Creando Más Espacio para la Alegría
- May 28
- 3 min read

Esta semana he estado trabajando en varios proyectos mientras también doy clases de verano y trato de equilibrar mis responsabilidades como madre, hija y hermana. No he estado durmiendo muy bien, porque cada vez que tengo muchas cosas por hacer, pero al mismo tiempo me siento creativa y motivada para seguir trabajando en un proyecto o incluso comenzar uno nuevo, simplemente no puedo evitarlo.
A veces me resulta difícil equilibrar todas mis responsabilidades mientras mantengo viva mi creatividad; otras veces, se siente más fácil de manejar. Ningún día es igual a otro, y cada uno trae sus propios desafíos. Por eso, me estoy dando permiso para descansar, bajar el ritmo y cuidar de mi salud mental, emocional y física después de una semana como esta.

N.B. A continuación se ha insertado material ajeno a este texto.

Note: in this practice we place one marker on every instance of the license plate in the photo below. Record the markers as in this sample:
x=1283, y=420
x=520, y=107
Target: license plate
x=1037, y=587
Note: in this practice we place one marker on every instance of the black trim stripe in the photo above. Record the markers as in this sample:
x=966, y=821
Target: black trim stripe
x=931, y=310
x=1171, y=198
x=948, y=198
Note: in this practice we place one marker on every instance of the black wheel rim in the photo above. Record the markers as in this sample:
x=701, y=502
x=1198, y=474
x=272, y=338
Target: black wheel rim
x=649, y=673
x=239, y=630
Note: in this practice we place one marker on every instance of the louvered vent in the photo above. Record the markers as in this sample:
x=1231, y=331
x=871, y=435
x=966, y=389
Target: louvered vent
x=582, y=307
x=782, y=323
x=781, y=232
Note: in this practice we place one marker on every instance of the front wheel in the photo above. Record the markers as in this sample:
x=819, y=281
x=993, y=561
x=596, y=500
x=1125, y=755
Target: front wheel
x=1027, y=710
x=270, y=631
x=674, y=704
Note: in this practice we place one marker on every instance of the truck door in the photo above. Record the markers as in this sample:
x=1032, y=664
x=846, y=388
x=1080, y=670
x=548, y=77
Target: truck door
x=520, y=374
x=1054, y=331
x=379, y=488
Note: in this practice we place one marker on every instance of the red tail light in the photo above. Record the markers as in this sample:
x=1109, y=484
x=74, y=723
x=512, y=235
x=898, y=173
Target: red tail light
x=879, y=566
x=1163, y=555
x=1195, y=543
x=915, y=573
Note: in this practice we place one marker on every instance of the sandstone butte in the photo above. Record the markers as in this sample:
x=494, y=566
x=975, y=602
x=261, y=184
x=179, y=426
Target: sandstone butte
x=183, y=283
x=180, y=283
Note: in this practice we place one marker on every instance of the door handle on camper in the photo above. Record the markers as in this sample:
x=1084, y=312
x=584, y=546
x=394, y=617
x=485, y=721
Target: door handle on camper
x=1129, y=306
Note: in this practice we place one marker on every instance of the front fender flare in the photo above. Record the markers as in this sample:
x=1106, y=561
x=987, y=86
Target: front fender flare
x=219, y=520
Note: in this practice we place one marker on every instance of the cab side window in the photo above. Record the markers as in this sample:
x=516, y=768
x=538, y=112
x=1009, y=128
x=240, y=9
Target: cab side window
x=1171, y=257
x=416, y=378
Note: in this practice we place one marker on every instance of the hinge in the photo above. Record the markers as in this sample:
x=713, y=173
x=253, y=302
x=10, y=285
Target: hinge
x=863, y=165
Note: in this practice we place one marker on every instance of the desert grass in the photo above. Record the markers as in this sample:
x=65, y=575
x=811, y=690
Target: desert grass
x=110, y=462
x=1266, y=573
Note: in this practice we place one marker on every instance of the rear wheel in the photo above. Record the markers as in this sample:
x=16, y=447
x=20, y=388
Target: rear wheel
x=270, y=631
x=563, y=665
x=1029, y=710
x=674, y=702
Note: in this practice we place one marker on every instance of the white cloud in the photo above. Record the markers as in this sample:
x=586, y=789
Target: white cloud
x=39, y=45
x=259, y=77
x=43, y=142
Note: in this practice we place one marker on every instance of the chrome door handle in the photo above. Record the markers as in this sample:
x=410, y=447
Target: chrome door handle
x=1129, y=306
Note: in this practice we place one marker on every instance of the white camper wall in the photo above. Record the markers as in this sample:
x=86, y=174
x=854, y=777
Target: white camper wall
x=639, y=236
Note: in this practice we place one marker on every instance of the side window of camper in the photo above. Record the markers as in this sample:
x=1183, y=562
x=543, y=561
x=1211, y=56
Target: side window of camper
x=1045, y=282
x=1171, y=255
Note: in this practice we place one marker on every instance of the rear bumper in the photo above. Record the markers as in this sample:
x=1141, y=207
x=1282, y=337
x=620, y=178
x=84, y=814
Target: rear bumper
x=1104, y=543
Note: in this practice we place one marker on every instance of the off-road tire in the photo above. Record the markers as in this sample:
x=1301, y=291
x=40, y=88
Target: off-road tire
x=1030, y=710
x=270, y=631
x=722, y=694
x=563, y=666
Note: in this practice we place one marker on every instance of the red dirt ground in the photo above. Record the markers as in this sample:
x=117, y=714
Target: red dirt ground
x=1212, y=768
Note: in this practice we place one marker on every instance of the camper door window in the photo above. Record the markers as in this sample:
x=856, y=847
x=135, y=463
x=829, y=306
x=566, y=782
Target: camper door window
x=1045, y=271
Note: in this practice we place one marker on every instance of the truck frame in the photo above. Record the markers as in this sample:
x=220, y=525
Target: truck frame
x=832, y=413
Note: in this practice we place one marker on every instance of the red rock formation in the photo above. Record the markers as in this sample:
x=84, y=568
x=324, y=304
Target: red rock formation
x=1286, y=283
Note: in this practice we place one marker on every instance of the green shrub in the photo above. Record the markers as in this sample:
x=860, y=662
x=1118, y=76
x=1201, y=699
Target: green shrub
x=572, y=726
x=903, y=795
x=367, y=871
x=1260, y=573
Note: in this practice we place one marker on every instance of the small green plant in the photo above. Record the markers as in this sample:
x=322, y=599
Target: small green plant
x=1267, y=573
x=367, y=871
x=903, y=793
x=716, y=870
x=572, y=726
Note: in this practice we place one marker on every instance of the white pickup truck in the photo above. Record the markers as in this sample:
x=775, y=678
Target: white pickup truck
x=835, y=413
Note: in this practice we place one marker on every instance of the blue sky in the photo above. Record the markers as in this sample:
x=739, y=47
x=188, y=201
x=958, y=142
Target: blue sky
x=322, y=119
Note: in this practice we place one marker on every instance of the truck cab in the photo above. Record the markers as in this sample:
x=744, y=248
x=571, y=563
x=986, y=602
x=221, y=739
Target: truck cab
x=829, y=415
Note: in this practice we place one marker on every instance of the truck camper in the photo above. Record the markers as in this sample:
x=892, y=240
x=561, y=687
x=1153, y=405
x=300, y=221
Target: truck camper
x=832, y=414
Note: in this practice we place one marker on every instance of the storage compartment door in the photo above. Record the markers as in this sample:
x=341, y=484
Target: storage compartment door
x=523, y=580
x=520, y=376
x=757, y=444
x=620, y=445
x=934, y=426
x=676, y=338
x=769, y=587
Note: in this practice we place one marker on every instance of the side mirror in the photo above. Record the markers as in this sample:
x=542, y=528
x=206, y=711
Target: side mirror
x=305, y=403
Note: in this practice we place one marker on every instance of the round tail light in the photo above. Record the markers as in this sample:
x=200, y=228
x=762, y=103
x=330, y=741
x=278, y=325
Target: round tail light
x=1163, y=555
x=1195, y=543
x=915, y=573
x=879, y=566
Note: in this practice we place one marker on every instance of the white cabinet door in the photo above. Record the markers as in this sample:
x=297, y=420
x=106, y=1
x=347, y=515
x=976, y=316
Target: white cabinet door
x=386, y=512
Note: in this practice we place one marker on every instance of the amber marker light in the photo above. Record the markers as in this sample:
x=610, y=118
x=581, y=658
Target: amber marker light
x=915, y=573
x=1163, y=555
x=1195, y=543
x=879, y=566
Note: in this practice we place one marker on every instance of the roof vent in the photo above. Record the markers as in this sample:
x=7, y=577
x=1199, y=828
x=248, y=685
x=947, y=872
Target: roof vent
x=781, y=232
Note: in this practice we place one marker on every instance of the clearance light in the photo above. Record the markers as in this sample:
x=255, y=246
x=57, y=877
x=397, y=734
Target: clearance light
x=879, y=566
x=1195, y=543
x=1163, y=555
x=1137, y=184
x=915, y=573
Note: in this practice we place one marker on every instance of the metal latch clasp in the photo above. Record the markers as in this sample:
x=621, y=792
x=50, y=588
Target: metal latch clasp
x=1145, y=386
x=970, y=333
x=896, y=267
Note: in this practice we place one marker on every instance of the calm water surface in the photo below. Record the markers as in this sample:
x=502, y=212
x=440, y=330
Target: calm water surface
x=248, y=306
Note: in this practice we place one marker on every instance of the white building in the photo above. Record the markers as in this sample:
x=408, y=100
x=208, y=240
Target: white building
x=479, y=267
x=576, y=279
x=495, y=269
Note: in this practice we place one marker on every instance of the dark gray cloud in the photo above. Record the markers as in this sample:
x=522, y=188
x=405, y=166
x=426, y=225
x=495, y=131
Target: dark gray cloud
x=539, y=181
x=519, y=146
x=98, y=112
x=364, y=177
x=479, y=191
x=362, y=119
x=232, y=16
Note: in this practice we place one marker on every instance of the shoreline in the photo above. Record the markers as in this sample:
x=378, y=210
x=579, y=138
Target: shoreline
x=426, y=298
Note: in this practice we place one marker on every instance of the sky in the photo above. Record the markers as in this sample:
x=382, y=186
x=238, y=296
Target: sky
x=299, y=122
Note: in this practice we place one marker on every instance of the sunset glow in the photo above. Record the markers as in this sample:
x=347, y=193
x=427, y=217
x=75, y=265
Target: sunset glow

Aunque fue una semana muy ocupada, en la que casi no tuve tiempo para descansar, también me trajo recompensas inesperadas. No soy naturalmente extrovertida ni alguien que inicie conversaciones con facilidad; sin embargo, esta semana me animé a salir de mi zona de confort, reconectar con amistades y crear nuevas conexiones, y hacerlo me llenó de alegría.
Siempre me he sentido cómoda en el silencio y la soledad, y probablemente por eso no socializo muy seguido. Aun así, me pareció interesante la respuesta de mi hijo, cuando le pedí un día que me diera su punto de vista de cómo me veía y me describiera, dijo muchas cosas hermosas sobre mí, pero también mencionó que soy una persona que realmente disfruta las conversaciones y expresar sus pensamientos. Me dijo que le gusta verme interactuar con otros, intercambiar ideas y de simplemente verme disfrutar de conexiones significativas.
Creo que a veces nos subestimamos, asumiendo que somos de cierta manera, e incluso sacamos conclusiones sobre cómo los demás nos perciben sin siquiera preguntárselo directamente. Al hacerlo comenzamos a construir un mundo donde sentimos que no pertenecemos o donde nos convencemos de que no podemos ser plenamente nosotros mismos.
Las palabras de mi hijo me sorprendieron. Los ejemplos que compartió y la manera en que habló de mí me ayudaron a notar algo que nunca había reconocido completamente en mí hasta escucharlo de él.
Aunque todavía me considero una persona introvertida, sus palabras despertaron algo en mí. Me animaron a prestar más atención a aquello que me trae felicidad y alegría. Y si algo me hace feliz, ¿por qué no permitirme experimentarlo más seguido? ¿Por qué no atreverme a salir de mi caparazón para tener conversaciones significativas, crear nuevas relaciones y permitirme conectar más profundamente con los demás?
Porque, sin duda, la conexión me trae alegría. Amo la sensación que permanece después de acercarme a alguien. La gratitud que nace de las conversaciones significativas y de vernos el uno al otro simplemente como seres humanos.
Desde que mi hijo compartió esas palabras conmigo, he estado tratando de abrazar esa parte de mí de una manera más intencional, no solo por mi propio bienestar, sino también por las amistades que ya forman parte de mi vida, las nuevas conexiones que aún están por llegar y la posibilidad de llenar mi vida con más amor, alegría y esperanza para luego compartirlas con otros.
¿Cómo te ves a ti mismo?
¿Quién es esa persona honesta en tu vida que realmente te conoce?
¿Qué cambios has hecho, o te gustaría hacer, para traer más momentos de alegría a tu vida?